Appalachia is a region that has an image on the world stage that is coloured by stereotype. Poor white people. Bootlegging, moonshining, drug running, and everything that leaps to mind when you think of the movie Deliverance. It is, of course, more than that. There are good people there and culture that has a deep respect for family and loyalty.
Left behind in recent years as the industry that once drove the region gives way to resources being imported, and jobs drying up. There’s a vast amount of interesting societal issues at play in the region, and one that I am sure is fascinating to read about in the book Hillbilly Elegy: A Memoir of a Family and Culture in Crisis. Written in 2016 by JD Vance, the New York Times best-selling book has proven divisive, with fans and detractors alike claiming it either knows everything or is already out of date.

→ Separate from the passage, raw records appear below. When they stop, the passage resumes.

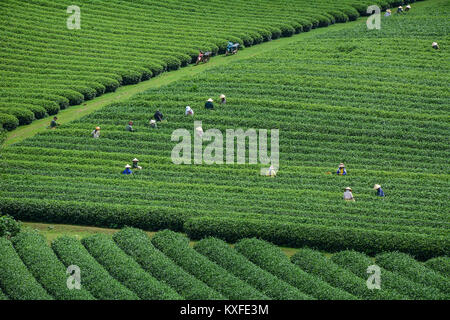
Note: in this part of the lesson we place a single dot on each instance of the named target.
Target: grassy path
(53, 231)
(125, 92)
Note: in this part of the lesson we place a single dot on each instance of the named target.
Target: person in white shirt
(199, 131)
(96, 133)
(272, 173)
(189, 111)
(348, 196)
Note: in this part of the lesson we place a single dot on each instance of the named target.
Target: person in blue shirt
(127, 170)
(380, 192)
(341, 170)
(209, 104)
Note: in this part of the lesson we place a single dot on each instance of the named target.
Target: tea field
(48, 63)
(131, 265)
(376, 100)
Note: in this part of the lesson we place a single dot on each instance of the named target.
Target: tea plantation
(376, 100)
(131, 265)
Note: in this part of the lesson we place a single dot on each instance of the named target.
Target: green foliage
(440, 265)
(176, 247)
(8, 121)
(358, 263)
(406, 266)
(221, 253)
(42, 262)
(15, 279)
(93, 276)
(319, 237)
(273, 260)
(8, 226)
(126, 270)
(316, 263)
(139, 246)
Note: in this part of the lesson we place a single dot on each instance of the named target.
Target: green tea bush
(316, 263)
(42, 262)
(440, 265)
(126, 270)
(15, 279)
(8, 226)
(138, 245)
(221, 253)
(358, 263)
(176, 247)
(273, 260)
(93, 276)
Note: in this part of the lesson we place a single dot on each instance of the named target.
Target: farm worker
(96, 132)
(189, 111)
(129, 127)
(348, 196)
(209, 104)
(199, 131)
(53, 123)
(127, 170)
(380, 192)
(135, 164)
(341, 170)
(158, 115)
(223, 99)
(272, 173)
(199, 58)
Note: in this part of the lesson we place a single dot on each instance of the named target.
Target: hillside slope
(374, 99)
(49, 66)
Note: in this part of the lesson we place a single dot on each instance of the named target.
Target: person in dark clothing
(158, 116)
(380, 192)
(209, 104)
(54, 124)
(127, 170)
(129, 127)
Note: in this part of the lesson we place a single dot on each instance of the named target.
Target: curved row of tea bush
(93, 276)
(176, 247)
(358, 263)
(42, 262)
(138, 245)
(157, 266)
(15, 279)
(130, 274)
(160, 36)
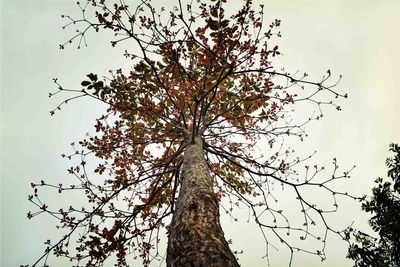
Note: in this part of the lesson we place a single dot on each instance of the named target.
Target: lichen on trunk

Unfortunately, much of the examination of class struggles in the region is basically ignored by this film.
Vance grew up in Ohio in a poor, white, working-class family. His sister married young and has a brood of kids. His mother is an alcoholic. His grandmother –his Mamaw– was the tough as nails type, who fled the hill country of Kentucky with her soon to be husband, both pregnant and at the age of thirteen.

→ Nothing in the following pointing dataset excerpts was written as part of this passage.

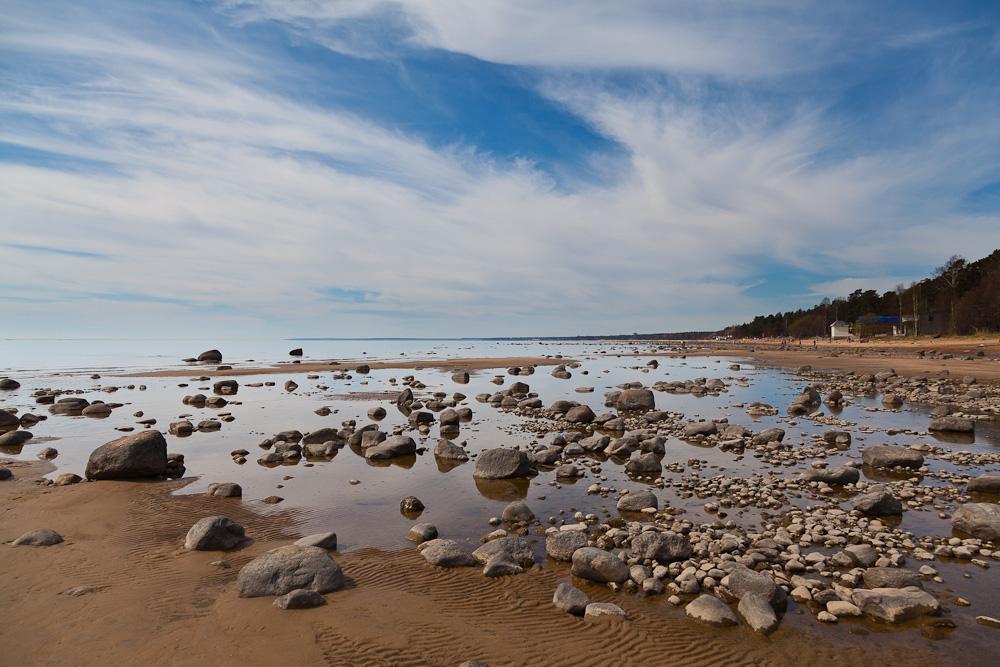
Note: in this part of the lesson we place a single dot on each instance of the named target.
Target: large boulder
(637, 501)
(636, 400)
(710, 610)
(877, 501)
(287, 568)
(743, 580)
(884, 456)
(502, 463)
(143, 454)
(515, 545)
(953, 425)
(598, 565)
(840, 476)
(214, 533)
(562, 544)
(447, 553)
(570, 599)
(661, 547)
(980, 520)
(895, 605)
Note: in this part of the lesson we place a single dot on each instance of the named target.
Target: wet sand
(157, 604)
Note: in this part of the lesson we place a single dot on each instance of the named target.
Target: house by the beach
(840, 330)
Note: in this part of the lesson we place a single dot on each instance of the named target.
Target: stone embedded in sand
(300, 598)
(45, 537)
(515, 545)
(645, 463)
(980, 520)
(981, 484)
(884, 456)
(637, 501)
(743, 580)
(14, 438)
(891, 577)
(662, 547)
(502, 564)
(953, 425)
(561, 545)
(422, 532)
(214, 533)
(225, 490)
(287, 568)
(598, 565)
(141, 455)
(842, 475)
(877, 501)
(326, 541)
(570, 599)
(756, 612)
(502, 463)
(447, 553)
(517, 510)
(710, 610)
(895, 605)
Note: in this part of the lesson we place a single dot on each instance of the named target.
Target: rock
(710, 610)
(570, 599)
(877, 501)
(449, 451)
(637, 501)
(141, 455)
(287, 568)
(890, 577)
(598, 565)
(515, 545)
(397, 445)
(863, 555)
(953, 425)
(502, 463)
(743, 580)
(980, 520)
(884, 456)
(411, 504)
(895, 605)
(327, 541)
(13, 438)
(581, 414)
(662, 547)
(517, 510)
(447, 553)
(214, 533)
(561, 545)
(599, 609)
(842, 475)
(501, 565)
(225, 490)
(700, 428)
(636, 400)
(756, 612)
(644, 463)
(300, 598)
(422, 532)
(45, 537)
(984, 484)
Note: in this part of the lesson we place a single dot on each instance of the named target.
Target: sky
(437, 168)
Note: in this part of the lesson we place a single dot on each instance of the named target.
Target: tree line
(959, 297)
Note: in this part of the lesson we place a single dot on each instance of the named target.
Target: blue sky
(444, 168)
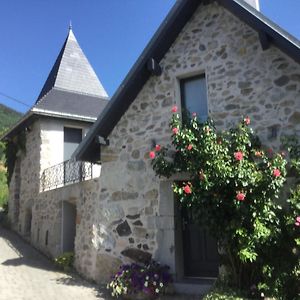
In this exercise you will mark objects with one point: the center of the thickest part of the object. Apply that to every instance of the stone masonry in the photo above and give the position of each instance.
(133, 216)
(128, 213)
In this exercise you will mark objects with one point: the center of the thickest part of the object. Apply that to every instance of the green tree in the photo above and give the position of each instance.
(233, 187)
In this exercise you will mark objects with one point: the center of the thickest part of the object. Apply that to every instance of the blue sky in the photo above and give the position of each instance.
(112, 33)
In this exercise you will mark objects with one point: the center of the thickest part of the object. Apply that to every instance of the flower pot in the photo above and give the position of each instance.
(140, 296)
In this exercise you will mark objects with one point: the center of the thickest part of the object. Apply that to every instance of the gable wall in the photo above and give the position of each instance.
(24, 185)
(241, 80)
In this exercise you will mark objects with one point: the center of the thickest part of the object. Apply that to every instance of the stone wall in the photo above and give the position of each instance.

Needless to say, his childhood was not easy, and maybe not atypical of the region. There’s a crucial moment in his life when it’s clear he’s a smart kid, but he’s fallen in with the wrong crowd, and he needs someone to step in and give him a push toward the right path. This is where mamaw takes the reigns.
Hillbilly Elegy is, if you have seen films before, predictable. The young boy from a disadvantaged background makes good with the backing of a parental figure that isn’t his parent. What’s frustrating is that there is so much extra to mine from the material. The film has little to illustrate why people have it so bad in this part of the world, and little to say about how or why the world might be leaving them behind. It’s the kind of movie that has Glenn Close give a short speech about the types of people int he world using the Terminator as a metaphor, and dressing it up as though it’s anything other than the shallowest of wisdom.

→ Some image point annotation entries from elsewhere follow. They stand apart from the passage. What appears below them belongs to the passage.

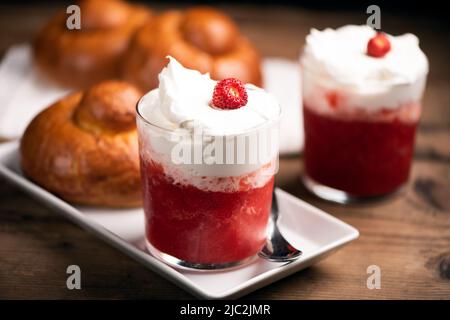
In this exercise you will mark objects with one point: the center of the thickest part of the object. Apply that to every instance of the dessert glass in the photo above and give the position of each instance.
(196, 217)
(358, 143)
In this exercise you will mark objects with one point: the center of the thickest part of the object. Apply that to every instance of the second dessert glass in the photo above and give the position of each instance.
(360, 113)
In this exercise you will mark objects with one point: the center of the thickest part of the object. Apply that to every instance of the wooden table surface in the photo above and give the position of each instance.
(408, 237)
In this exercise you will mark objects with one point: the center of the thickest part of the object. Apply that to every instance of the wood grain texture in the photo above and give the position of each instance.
(408, 236)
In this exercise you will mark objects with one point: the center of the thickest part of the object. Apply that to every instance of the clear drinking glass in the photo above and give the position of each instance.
(351, 152)
(201, 213)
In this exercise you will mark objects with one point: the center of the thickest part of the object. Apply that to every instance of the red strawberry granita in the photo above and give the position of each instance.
(362, 95)
(209, 152)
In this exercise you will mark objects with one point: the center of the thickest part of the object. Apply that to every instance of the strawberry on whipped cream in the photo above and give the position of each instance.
(362, 95)
(207, 184)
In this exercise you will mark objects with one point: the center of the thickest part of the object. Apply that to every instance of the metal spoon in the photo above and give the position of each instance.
(277, 248)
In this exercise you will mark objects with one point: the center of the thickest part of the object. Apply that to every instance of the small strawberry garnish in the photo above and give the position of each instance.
(229, 93)
(378, 46)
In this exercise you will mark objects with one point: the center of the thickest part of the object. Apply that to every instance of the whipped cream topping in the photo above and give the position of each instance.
(337, 58)
(183, 100)
(180, 107)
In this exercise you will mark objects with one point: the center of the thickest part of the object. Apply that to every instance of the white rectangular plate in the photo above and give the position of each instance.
(315, 232)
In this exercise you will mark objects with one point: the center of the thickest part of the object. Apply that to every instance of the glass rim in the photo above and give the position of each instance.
(241, 132)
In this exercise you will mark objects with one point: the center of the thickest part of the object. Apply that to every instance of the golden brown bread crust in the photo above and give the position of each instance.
(80, 58)
(84, 148)
(200, 38)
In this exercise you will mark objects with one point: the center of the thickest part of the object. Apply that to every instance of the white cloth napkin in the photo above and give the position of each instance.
(23, 94)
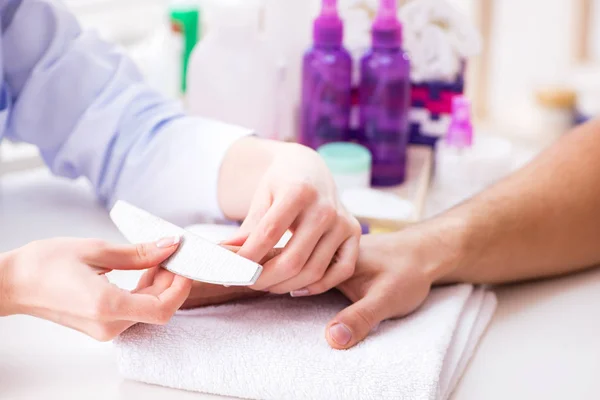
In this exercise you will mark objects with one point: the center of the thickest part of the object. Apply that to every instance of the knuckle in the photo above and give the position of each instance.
(316, 274)
(355, 228)
(163, 316)
(96, 244)
(103, 333)
(290, 264)
(346, 271)
(304, 191)
(327, 214)
(270, 232)
(366, 316)
(142, 251)
(95, 248)
(102, 306)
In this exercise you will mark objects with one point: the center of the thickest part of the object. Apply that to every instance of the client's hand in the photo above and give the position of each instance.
(63, 280)
(390, 281)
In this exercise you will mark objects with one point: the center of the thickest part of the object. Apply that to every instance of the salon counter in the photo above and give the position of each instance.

All this is even more frustrating when you take into account that Amy Adams and Glenn Close are both incredibly good in it. Both reliable actors, and both Abel to pull real feeling from whatever material they are given, each of them brings that extra something to their roles that only a great actor can. Adams sinks believably into the role of the unstable, addict mother who will turn on a dime from praise to abuse. Close’s turn as Mamaw reminded me a lot of my own grandmother, which is no small compliment, capturing the nuances of a woman whose life didn’t go as planned and maybe the only character in the film who understands that the only way out of that life is to keep trying.
Director Ron Howard and cinematographer Maryse Alberti also do some fine work here. By letting the camera drift over the hill country and urban landscapes alike, the film captures the beauty of the former and the bleakness of the latter, but once again with little investigation into either.
The result is a film that doesn’t quite add up. It is exactly the sum of its parts. It’s not less than either, but it’s frustrating when everything is in place for it to be more.
Hillbilly Elegy will have a limited theatrical release starting from November 11th before premiering on Netflix on November 24th.